Volontà di cooperazione
Le intenzioni dell’amministrazione Biden sulla lotta al cambiamento climatico sono state da subito chiare. Non a caso tra le prime mosse del democratico c’è stato il ritorno nell’Accordo di Parigi del 2015 (accolto con favore dall’Unione europea), dal quale il predecessore, Donald Trump, si era invece ritirato. Dal vertice della prossima settimana (il primo giorno coincide con la Giornata della Terra) ci si aspetta che gli Stati Uniti e altri Paesi annuncino obiettivi nazionali più ambiziosi per la riduzione delle emissioni di carbonio prima o durante l’incontro, insieme alla promessa di aiuto finanziario per gli sforzi per il clima da parte delle nazioni meno ricche.

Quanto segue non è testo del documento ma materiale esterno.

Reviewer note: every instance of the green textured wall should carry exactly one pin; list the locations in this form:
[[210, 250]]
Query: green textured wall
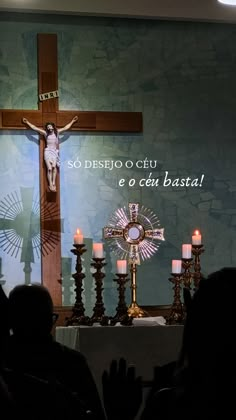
[[181, 75]]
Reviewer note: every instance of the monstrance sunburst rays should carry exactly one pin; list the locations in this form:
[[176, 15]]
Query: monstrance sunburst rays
[[20, 227], [131, 234]]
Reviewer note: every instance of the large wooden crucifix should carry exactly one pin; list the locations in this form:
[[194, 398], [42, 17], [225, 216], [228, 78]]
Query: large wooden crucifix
[[97, 121]]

Lo stesso Xi, ha fatto sapere l’anno scorso che la Cina sarà ‘carbon-neutral’ entro il 2060 e mira a raggiungere il picco di emissioni nel 2030. “Per un Paese grande con 1,4 miliardi di persone questi obiettivi non sono facili da raggiungere”, ha commentato il vice ministro degli Esteri cinese, Le Yucheng, in un’intervista ad Associated Press. “Alcuni Paesi chiedono alla Cina di raggiungere gli obiettivi prima. Temo che questo non sia molto realistico, ha precisato, paragonando la Cina “a uno studente delle elementari. Mentre i Paesi sviluppati sono studenti delle scuole medie. Ora, se chiedete a studenti delle elementari e delle medie di diplomarsi allo stesso momento è contro al corso naturale della crescita, dunque è irrealistico”.

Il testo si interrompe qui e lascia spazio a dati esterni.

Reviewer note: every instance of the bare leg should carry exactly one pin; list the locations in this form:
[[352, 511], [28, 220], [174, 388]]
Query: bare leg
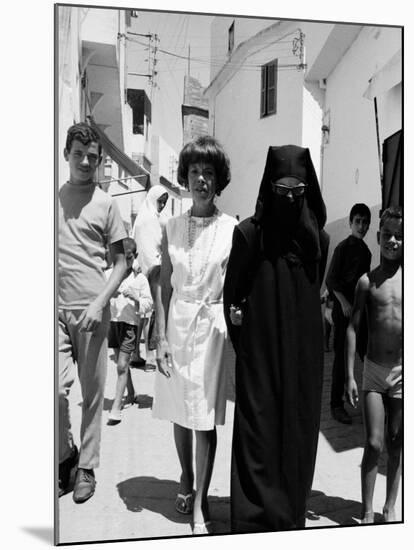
[[130, 386], [394, 442], [122, 368], [374, 439], [206, 443], [183, 438]]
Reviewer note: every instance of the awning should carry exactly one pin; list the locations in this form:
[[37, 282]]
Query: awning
[[386, 78], [130, 166]]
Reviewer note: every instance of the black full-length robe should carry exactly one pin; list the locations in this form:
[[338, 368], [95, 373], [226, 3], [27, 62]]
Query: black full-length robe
[[279, 368]]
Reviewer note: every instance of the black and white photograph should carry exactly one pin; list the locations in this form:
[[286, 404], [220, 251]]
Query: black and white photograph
[[226, 279]]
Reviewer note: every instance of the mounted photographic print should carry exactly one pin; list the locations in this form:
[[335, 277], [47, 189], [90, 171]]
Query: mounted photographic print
[[228, 254]]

Sciolto l’iceberg più grande al mondo
Nel frattempo un enorme iceberg, che per un periodo è stato il più grande del mondo, si è sciolto, frantumandosi in una moltitudine di frammenti. A68, 6mila kmq per un peso di un miliardo di tonnellate, si era staccato dall’Antartide nel 2017. Per un anno non si era praticamente mai mosso, poi aveva iniziato a spostarsi verso nord con velocità crescente, cavalcando forti correnti e venti. Il blocco aveva galleggiato nell’Atlantico meridionale verso la Georgia del Sud, piccola isola dove molti dei più grandi iceberg si infrangono impigliati nelle secche locali. Questo non era stato il destino di A68 che si è sciolto in frammenti più piccoli, in seguito, a causa della temperatura dell’acqua e dell’aria nell’Atlantico.